When 36-year-old James Madison and his colleagues designed the Constitution, one of their most important aspirations was to diminish the likelihood that faction would destabilize the new order. Their institutional design contained a two-part solution. The first notion was that representative systems of government would provide a structure for filtering and mediating extreme opinions so that debates in the councils of government would tack in a moderate direction. While this part of the solution is commonly taught; we have come to overlook the second part of the solution. Madison did not believe that the representative structures on their own would solve the problem of faction. Rather, he believed they would do so working in tandem with the physical geography of the country.

The country’s very size, its rivers and mountains, would disperse the population. The consequent difficulty of communication would ensure that those who held extreme views would be unlikely to find each other and coordinate. They would, as a result, be unable to achieve a degree of influence sufficient to distort and destabilize political processes.

This premise of Madison’s — that the very geography of the new country would help ward off the danger of faction — no longer holds.

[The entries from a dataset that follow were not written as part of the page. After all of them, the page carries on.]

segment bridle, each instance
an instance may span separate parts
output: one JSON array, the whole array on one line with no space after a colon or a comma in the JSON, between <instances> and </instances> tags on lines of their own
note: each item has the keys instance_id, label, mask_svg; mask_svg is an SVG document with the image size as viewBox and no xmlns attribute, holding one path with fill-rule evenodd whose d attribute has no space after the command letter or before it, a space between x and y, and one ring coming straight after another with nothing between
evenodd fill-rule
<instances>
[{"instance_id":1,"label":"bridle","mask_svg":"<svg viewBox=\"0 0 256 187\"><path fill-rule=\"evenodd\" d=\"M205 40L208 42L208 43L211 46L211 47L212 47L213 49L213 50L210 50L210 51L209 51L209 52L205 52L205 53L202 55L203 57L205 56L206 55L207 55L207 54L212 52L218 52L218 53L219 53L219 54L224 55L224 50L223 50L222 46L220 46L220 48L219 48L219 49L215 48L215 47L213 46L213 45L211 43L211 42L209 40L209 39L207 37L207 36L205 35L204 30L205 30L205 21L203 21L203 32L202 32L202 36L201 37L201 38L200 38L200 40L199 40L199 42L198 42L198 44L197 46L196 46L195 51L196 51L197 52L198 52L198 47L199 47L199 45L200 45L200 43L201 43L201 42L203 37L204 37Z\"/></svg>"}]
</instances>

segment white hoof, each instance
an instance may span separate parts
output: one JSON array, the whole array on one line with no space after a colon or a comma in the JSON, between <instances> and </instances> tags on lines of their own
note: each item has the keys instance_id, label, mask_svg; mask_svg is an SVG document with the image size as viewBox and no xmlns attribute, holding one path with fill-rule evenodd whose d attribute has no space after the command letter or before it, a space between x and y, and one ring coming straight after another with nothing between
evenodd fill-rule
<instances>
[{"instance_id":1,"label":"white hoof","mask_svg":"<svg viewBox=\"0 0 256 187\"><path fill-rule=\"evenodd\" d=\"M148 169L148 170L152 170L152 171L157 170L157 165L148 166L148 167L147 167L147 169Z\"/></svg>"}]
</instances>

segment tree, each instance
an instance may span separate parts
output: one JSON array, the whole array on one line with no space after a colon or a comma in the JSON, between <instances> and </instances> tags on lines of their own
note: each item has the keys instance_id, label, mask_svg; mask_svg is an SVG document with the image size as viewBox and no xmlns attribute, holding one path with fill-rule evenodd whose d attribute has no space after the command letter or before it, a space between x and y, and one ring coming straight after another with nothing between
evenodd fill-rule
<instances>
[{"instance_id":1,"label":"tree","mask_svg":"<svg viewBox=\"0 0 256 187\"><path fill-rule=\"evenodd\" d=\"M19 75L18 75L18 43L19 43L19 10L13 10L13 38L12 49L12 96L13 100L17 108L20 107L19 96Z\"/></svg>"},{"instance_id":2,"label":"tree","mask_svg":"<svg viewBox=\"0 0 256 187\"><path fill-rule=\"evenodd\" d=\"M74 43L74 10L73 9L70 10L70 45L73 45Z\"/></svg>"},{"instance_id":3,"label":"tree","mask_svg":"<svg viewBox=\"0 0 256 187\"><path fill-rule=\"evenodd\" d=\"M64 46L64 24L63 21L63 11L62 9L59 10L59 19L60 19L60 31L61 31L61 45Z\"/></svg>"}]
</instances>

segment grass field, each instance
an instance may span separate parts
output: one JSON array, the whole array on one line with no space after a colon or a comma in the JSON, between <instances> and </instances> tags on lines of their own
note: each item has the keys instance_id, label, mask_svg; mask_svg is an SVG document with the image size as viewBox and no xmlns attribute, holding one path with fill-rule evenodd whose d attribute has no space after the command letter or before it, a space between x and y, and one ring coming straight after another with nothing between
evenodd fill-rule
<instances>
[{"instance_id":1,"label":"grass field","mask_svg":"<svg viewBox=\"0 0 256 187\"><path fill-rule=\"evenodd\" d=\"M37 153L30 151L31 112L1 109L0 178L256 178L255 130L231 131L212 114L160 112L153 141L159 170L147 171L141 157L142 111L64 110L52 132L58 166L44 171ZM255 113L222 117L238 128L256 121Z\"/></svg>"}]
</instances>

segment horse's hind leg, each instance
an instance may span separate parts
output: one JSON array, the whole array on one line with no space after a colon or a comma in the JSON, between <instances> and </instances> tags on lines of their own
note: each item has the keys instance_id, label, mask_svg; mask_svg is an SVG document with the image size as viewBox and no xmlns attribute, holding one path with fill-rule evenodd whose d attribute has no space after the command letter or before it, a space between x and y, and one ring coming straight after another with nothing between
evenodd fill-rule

The most important impact of social media on our political ecosystem is to have nullified the value of geography as a functional element of our institutional design. People with extreme views can now easily coordinate across the country. They can even be coordinated — before they have thought of doing so for themselves — from outside our borders. And without the assist from a geography that splinters us, our systems of representation don’t function to moderate polarization. Our representatives know this as they get bombarded by phone calls from people well outside their own constituency, intensifying their felt need to adhere to a strong ideological line.

If we wish to restore peace among us, we have to go back to Madison’s basic question. How do we build institutions that can ward off the threat of faction? We actually need to rethink our system of representation, perhaps adopting measures such as multi-member districts and ranked-choice voting to broaden representation. We can no longer rely on geography to take us halfway to the solution. Our institutional design puzzle is harder than Madison’s was.

We have our work cut out for us. And so does the president. We should judge our sitting president, and look toward 2020, with a clear-eyed recognition that to defend the Constitution, we need a president committed to cultivating peace within the American people.